US Presidential Elections: An exchange student’s perspective – by Malina

Having been in Boston for nearly a month and a half now, and having gotten used to all the moving around, since I have been living abroad since age 16, I must say that the American college experience has been one of the most enjoyable ones so far. Studying in a typical American college campus, a Jesuit Catholic school, that also happens to be one of the oldest ones (1782), Boston College has one of the most picturesque sights filled with Gothic architecture, lawns to relax and take a nap on, while the sun gently distracts you from daily routine (of course – until the gruesome North Eastern winter kicks in)!



As enjoyable as this recount of my early days makes me feel, I would like to press on how I have encountered the atmosphere surrounding the political tensions of the more than infamous current presidential election. As a politics student, among others, who has been obsessed with US politics and this presidential election for far too long than I would like to admit, coming to the States in such a monumental time in political history, could only make me scream with excitement. Watching the debates, following the primaries, reading the news 24/7 and constantly talking about the election was something more than familiar to me, but I wanted to get a sense of what the people who actually had to own to this election, had to say about the unfolding of this quite unique time and figures in US politics.

And the answer came to me, and it was Uber. After leaving in the US only for a few weeks now, I realized how much I miss European public transport, especially the London Tube. Having found myself on numerous occasion, in which the Boston Train could just not get me fast enough in places, I had to relay on Uber – something that I rarely do back home in Bucharest, or in London.
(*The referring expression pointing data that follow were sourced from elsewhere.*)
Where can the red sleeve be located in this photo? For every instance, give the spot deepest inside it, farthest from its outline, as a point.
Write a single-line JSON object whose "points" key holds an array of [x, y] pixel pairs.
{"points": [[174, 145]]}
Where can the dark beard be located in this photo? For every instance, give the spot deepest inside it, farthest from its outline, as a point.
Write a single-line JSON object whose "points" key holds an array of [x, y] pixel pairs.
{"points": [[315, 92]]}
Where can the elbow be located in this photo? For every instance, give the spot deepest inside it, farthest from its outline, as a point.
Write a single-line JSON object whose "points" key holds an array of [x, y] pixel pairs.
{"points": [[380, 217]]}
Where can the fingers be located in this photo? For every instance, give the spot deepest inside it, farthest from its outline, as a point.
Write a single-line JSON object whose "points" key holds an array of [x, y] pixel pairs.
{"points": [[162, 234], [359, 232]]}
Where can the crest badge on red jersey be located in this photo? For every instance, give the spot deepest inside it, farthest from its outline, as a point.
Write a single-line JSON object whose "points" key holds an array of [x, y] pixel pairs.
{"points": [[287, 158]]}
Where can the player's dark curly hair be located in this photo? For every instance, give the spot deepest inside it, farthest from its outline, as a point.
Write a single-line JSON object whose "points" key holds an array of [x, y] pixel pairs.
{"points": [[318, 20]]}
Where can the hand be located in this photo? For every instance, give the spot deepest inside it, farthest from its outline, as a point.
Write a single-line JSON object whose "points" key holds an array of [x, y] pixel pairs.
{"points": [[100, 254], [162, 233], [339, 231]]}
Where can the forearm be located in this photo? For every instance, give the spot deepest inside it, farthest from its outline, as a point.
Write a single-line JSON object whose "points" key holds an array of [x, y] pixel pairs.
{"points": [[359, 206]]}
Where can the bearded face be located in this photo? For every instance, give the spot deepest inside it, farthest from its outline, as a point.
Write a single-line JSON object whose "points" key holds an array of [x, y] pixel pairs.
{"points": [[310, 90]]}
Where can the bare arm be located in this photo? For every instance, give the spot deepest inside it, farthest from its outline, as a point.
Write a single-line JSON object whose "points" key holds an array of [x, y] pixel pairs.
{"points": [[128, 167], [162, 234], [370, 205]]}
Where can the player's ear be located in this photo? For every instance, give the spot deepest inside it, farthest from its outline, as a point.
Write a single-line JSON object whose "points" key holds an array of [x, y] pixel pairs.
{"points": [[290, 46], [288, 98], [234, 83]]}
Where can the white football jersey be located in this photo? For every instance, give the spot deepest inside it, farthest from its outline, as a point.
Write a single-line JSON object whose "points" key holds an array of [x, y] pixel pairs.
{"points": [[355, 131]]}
And Uber has been by far the most exciting social experiment social experiment so far – not only will I meet interesting people and I would engage in fascinating conversations with them, but once they realized I was foreign, they felt obliged to talk about the election and in a way apologize by saying that the American people are not all like Trump (Massachusetts is one of the most liberal, affluent and educated states – it has Democratic hegemony and this would be the sort of dialogue that I would usually encounter, although there have been exceptions).


Boston College Campus

The extent to which this election has managed to shape the international political conversation and has monopolized the entire national conversation here in the US, was something of utter fascination to me – since not only could I relate to it, since there are populist patterns in Europe, that have all occurred more or less simultaneously (Brexit, Podemos – Spain, Syriza – Greece, Austrian elections, Hungary and the list goes on).  Uber did not only open my eyes as to how amazingly important apps and a bit of ingenuity are in such a media/technology – addicted society, but also how through such means, can we really get a sense of the raw, original way of how the people of one country thinking about their own country, and much more. One particular Uber driver, the second he heard I was Romanian, as it inevitably happens to me, started asking me whether I was a vampire and if I am afraid of garlic and mirrors.

Whether it is small talk, innocent cultural stereotypes or serious matters, these Uber rides sum up the reason for which I will be on exchange programs and studying abroad for the rest of my life, because discovery is a ceaseless domain.